Charles had class.
If that was what Peabody was after, he was sunk before he floated.
“We had some good times, you know? Not just good naked times, I mean. I was sort of getting into that stuff you suggested before. You know, taking her out places, coming up with flowers and shit some times. But when we busted up . . . It was bad.” He gulped beer. “Really bad. I figured the hell with her. But we work together a lot so you’ve got to have some level, right? Maybe I should just leave it like that, before it gets messed up again.”
“That’s an option.” Roarke took out a cigarette, lighted it, blew out smoke thoughtfully. “From what I’ve seen, you’re a good detective, Ian. And an interesting man of interesting tastes. If you didn’t have a good brain neither Feeney nor Eve would be working with you. However, despite being a good detective with a good brain, and an interesting man of interesting tastes, you’re leaving one vital factor out of this current equation.”
“What?”
Roarke leaned forward, gently patted McNab’s knee. “You’re in love with her.”
His jaw dropped. The beer in the pilsner slid dangerously toward the edge as it tipped. Roarke righted it.
“I am?”
“I’m afraid so.”
McNab s
tared at Roarke with the expression of a man who’d just been told he had a fatal disease. “Well, hell.”
Fifty minutes, two stops, and a long subway ride later, McNab knocked on Peabody’s door. Dressed in her rattiest sweatpants, an NYPSD T-shirt, and a new seaweed face pack guaranteed to give the skin a clear, youthful glow, she opened to see him holding a pizza box and a bottle of cheap Chianti.
“Thought you might be hungry.”
She looked at him—the pretty face, the silly clothes—and caught the siren’s whiff of spicy sauce. “I guess I am.”
It seemed to be the night for dating. In the posh and fragrant Royal Bar of the Roarke Palace, where a trio in evening dress played Bach, Charles lifted a shimmering flute of champagne.
“To the moment,” he said.
Louise clinked her glass musically to his. “And to the next.”
“Dr. Dimatto.” He skimmed a finger lightly over her hand as he drank. “Isn’t it a happy coincidence we both had the evening off?”
“Isn’t it? And an interesting one that we’d meet this morning at Dallas’s. You said you’d known her more than a year.”
“Yes. We brushed together on another of her cases.”
“That must be why she lets you get away with calling her Lieutenant Sugar.”
He laughed, topped a small blini with caviar, and offered it. “She intrigued me right from the start, I admit. I’m attracted to strong-willed, intelligent, and dedicated women. What are you attracted to, Louise?”
“Men who know who they are and don’t pretend otherwise. I grew up with pretense, with role-playing. And I shook it off as soon as I could manage. I stuck with medicine, because it’s my passion, but I practice it my way. My way didn’t please my family.”

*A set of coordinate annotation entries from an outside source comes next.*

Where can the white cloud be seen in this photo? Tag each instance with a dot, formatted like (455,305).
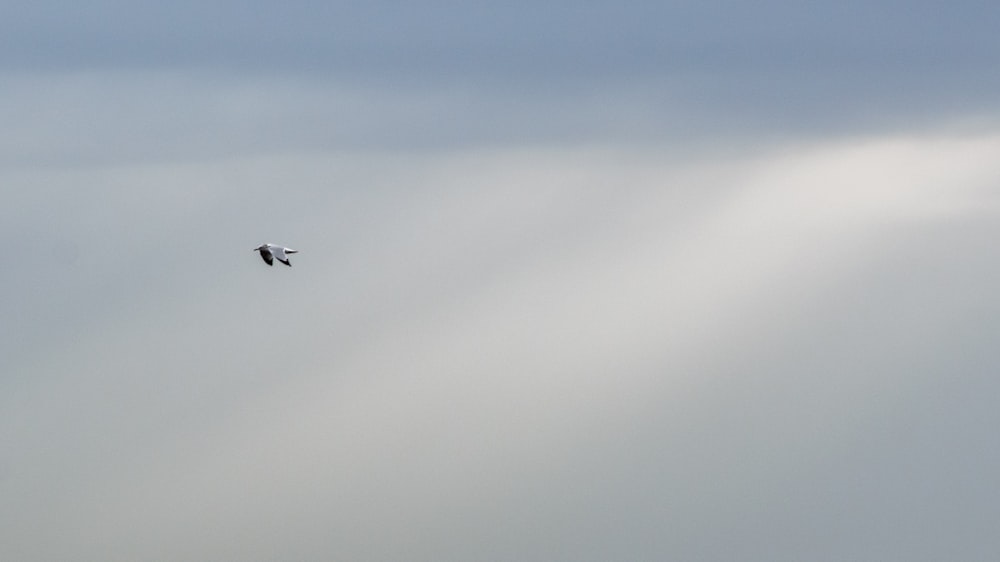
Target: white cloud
(558,354)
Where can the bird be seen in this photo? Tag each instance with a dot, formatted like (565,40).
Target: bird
(268,252)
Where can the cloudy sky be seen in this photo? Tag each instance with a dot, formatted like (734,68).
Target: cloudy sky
(578,281)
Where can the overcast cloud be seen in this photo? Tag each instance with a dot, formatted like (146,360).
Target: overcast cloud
(577,281)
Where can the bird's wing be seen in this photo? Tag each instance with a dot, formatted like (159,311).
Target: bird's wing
(279,254)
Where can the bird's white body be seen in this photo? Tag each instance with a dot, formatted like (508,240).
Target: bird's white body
(271,252)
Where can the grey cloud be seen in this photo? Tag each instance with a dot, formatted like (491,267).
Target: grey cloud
(562,354)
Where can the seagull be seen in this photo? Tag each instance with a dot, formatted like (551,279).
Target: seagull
(268,252)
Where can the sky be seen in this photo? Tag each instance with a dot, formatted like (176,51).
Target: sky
(576,281)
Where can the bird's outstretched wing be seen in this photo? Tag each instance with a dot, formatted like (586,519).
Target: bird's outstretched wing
(279,254)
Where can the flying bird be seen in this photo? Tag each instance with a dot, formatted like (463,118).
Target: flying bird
(270,252)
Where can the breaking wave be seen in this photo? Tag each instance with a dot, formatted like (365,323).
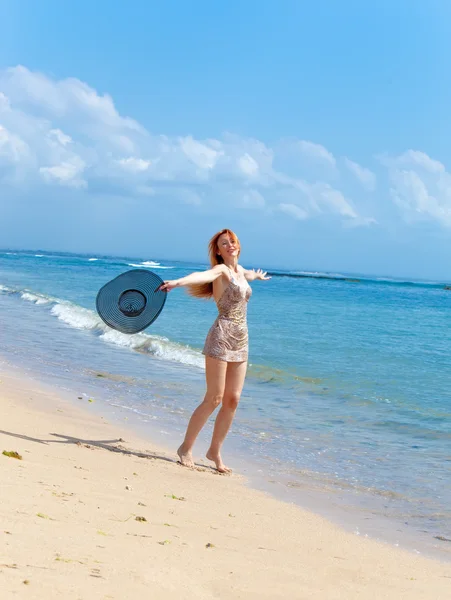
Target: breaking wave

“Tell me more about your clinic.”
She shook her head. “Not yet. You’re too good at drawing out personal information without giving any in return. I’ll tell you I became a doctor because I have a need, and a talent, to heal. Why did you become an LC?”
“I have a need, and a talent, for giving pleasure. Not just sexually,” he added. “That’s often the simplest and most elemental part of the job. Spending time with someone, discovering what it is they need or want, even if they don’t know themselves. Then providing it. If you do, the satisfaction’s more than physical for both parties.”

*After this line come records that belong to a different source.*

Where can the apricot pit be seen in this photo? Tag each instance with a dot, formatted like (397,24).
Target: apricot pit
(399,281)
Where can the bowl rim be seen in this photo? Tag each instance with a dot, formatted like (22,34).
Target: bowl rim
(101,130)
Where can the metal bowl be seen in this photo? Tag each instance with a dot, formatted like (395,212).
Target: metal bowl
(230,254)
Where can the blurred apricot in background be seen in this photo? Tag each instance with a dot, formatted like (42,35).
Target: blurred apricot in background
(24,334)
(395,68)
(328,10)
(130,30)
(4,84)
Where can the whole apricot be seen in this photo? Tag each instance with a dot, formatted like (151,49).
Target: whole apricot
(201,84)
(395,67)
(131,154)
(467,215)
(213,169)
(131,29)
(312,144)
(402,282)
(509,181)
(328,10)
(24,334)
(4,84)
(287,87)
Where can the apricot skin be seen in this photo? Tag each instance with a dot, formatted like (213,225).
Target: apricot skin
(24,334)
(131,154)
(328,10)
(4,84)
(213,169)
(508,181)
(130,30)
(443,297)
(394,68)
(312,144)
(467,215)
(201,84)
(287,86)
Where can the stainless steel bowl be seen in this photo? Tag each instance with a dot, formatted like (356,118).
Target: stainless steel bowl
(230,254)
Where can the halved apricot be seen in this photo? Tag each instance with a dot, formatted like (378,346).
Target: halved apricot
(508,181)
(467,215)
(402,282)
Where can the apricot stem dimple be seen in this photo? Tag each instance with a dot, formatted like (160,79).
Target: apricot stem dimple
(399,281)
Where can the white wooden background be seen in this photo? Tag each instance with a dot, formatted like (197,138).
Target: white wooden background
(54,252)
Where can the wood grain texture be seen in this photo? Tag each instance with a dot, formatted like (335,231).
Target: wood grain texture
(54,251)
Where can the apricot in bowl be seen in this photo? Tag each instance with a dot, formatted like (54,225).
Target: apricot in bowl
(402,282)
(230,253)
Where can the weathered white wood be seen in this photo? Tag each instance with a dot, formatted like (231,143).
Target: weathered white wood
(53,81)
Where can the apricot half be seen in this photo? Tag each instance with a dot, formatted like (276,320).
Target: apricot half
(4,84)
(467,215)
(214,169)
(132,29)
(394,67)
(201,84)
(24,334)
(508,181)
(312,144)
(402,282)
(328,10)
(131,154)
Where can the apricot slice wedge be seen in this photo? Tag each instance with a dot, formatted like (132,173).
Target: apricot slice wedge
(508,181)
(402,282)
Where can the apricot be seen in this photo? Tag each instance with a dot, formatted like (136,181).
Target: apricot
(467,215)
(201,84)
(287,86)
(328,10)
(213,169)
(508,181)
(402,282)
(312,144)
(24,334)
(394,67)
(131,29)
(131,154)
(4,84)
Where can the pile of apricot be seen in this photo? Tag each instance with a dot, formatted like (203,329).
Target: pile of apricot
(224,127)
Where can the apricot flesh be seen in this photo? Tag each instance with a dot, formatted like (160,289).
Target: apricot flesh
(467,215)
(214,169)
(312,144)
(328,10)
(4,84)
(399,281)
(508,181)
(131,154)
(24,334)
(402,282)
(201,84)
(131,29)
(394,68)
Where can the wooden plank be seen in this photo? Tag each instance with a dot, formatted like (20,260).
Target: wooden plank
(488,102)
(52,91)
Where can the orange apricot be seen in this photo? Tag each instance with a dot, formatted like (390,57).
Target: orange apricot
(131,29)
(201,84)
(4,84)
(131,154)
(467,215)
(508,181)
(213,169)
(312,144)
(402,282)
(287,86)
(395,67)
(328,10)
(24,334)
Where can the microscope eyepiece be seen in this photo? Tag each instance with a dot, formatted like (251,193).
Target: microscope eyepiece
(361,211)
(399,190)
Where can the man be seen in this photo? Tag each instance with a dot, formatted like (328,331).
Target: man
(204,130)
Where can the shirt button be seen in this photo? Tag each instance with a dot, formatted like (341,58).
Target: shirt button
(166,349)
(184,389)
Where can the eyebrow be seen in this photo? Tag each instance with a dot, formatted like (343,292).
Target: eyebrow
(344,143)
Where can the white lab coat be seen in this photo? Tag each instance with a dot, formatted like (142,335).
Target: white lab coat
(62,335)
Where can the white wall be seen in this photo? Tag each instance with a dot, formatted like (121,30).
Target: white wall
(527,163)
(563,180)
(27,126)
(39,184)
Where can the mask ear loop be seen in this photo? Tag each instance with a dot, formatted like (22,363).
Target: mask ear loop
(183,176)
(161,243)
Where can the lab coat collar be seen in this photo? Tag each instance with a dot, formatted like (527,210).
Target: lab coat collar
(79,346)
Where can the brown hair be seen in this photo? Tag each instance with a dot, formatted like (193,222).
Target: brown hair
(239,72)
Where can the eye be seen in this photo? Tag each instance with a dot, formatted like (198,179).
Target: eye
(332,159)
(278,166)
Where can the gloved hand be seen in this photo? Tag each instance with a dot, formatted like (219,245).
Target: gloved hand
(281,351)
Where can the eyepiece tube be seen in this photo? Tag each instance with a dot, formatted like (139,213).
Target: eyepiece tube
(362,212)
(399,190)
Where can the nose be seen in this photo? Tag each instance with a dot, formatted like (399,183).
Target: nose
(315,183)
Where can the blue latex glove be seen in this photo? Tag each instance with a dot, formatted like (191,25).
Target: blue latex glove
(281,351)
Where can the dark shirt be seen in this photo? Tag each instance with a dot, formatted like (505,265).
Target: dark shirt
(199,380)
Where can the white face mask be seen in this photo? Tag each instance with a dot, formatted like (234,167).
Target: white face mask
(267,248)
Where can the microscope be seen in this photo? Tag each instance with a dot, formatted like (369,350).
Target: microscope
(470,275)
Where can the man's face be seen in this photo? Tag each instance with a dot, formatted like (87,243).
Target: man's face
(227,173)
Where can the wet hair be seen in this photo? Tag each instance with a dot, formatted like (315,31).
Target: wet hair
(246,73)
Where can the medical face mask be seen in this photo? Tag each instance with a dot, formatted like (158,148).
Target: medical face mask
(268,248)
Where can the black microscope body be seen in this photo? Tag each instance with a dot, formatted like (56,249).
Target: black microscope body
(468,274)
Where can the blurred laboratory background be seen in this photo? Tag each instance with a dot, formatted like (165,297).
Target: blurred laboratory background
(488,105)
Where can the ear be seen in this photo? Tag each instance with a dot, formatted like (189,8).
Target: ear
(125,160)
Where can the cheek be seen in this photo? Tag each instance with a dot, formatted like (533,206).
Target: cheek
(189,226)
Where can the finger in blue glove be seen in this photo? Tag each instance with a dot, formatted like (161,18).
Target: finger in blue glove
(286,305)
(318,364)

“And sometimes it’s just about fun.”
She made him laugh. She’d been making him laugh, he realized, since he first met her. “Sometimes. If you were a client—”
“But I’m not.” She didn’t say it with a sting, but with a slow, very warm smile.
“If you were, I might have suggested drinks just like this. Giving us time to relax, to flirt, to get to know each other.”